Of the remaining 457 patients, 114 had VUS in genes associated with a high risk of ovarian cancer, 220 had a personal history of breast cancer and no ovarian cancer VUS, and 123 had no personal history of disease and no ovarian cancer VUS.

Key Findings

Evaluating the uptake of RRSO across PROMPT, the researchers found that, among patients with VUS in ovarian cancer genes, 15.6 percent reported having an oophorectomy. In patients with a personal history of breast cancer, 10.9 percent reported having the procedure compared to 6.7 percent in those with no personal history of disease.

“We then looked at the oophorectomy by family history of ovarian cancer overall,” noted Domchek. “Over 70 percent of individuals who had no family history of first- or second-degree relatives with ovarian cancer reported preventative oophorectomy.
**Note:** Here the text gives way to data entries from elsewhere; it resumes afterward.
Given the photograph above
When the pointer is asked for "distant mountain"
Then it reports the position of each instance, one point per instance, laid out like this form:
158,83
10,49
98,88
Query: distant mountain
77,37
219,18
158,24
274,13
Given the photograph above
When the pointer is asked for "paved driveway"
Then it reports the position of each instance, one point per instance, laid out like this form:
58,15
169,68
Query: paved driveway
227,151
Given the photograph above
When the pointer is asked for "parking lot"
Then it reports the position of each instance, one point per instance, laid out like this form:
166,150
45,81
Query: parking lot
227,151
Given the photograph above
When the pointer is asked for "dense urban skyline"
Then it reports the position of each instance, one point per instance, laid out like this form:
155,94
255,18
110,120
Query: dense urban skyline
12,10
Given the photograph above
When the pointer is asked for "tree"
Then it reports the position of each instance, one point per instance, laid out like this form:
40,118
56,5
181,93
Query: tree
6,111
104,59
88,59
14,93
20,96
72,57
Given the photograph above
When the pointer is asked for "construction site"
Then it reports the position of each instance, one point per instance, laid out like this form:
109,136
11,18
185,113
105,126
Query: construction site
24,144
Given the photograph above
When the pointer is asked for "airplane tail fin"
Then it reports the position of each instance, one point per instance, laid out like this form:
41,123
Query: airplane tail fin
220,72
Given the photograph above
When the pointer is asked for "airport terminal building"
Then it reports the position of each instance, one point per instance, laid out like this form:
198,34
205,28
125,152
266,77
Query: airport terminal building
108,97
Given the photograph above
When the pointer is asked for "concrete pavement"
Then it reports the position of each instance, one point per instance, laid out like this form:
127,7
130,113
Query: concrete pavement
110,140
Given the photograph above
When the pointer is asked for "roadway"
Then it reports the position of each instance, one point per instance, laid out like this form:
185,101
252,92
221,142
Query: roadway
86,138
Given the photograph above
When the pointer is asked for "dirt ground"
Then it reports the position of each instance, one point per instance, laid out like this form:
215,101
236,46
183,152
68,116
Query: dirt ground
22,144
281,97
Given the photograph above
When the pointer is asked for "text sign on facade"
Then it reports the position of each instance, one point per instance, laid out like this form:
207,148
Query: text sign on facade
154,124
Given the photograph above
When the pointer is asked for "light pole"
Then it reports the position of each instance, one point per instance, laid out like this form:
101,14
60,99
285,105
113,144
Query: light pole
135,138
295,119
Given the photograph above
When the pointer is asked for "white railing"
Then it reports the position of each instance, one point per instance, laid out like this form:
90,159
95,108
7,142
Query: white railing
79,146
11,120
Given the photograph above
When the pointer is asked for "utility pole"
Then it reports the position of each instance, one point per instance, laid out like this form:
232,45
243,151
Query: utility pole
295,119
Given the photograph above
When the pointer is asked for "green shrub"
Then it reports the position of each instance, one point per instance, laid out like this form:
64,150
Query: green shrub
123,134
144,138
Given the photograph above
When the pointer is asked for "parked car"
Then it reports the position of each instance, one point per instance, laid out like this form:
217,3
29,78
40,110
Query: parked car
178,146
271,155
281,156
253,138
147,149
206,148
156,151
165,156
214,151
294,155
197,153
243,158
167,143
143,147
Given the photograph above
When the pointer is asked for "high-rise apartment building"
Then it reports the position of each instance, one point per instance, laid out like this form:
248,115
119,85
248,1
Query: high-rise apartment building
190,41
The vast majority (71.8%) were performed under the age of 50. Breast cancer patients were more likely to have no family history of ovarian cancer and undergo oophorectomy at an early age.”

When examining provider recommendations, researchers found no difference in the three groups when looking at whether a provider recommended the preventative surgery. “However, the individuals with VUS in ovarian cancer susceptibility genes were more likely to report that their provider recommended or discussed this as an option,” Domchek explained during her presentation.

“Overall, 66 percent stated that their provider recommended or discussed oophorectomy as an option,” she continued. “This provider recommendation did not seem to differ based on whether or not there was a family history of ovarian cancer and did not differ depending on the timing of oophorectomy.”

When examining provider recommendations by genetic alteration, researchers found that overall patients reported that their providers often either recommended or discussed preventative removal of the ovaries as an option. It was more likely in PALB2 pathogenic or likely pathogenic mutation carriers that providers either recommended (68%) or recommended and discussed as an option (89.2%), according to Domchek.

Potential Limitations, Implications

There were limitations to the study, Domchek acknowledged, including self-referral with corresponding ascertainment bias. Additionally, medical history and provider recommendations are self-reported. While genetic testing information was confirmed by test report or ClinVar, she noted that some reports had insufficient information to classify.

“And, although reported as preventative oophorectomy, treatment considerations may certainly be confounders in our breast cancer patients,” Domchek said. “There is also uncertainty regarding the optimal threshold for oophorectomy. [For instance,] where should PALB2 be classified? Although, one can make an argument that early oophorectomy in this situation may not necessarily be warranted.”

Despite study limitations, Domchek concluded that these data raise the concern that some women are undergoing preventative oophorectomy, often under age 50, without clear indications.

“If validated that 10-15 percent of those with ovarian cancer VUS, CHECK2, and ATM pathogenic/likely pathogenic variants are undergoing oophorectomy, often while pre-menopausal, there is the potential for harm,” she noted.

“Although ovarian suppression is increasingly used for treatment of breast cancer, further work is needed to determine if genetic information is leading to decisions regarding permanent oophorectomy versus reversible injections,” Domchek stated. “And, further data are also needed on communication between patients and providers regarding the implications of genetic information and management options.”


Catlin Nalley is a contributing writer.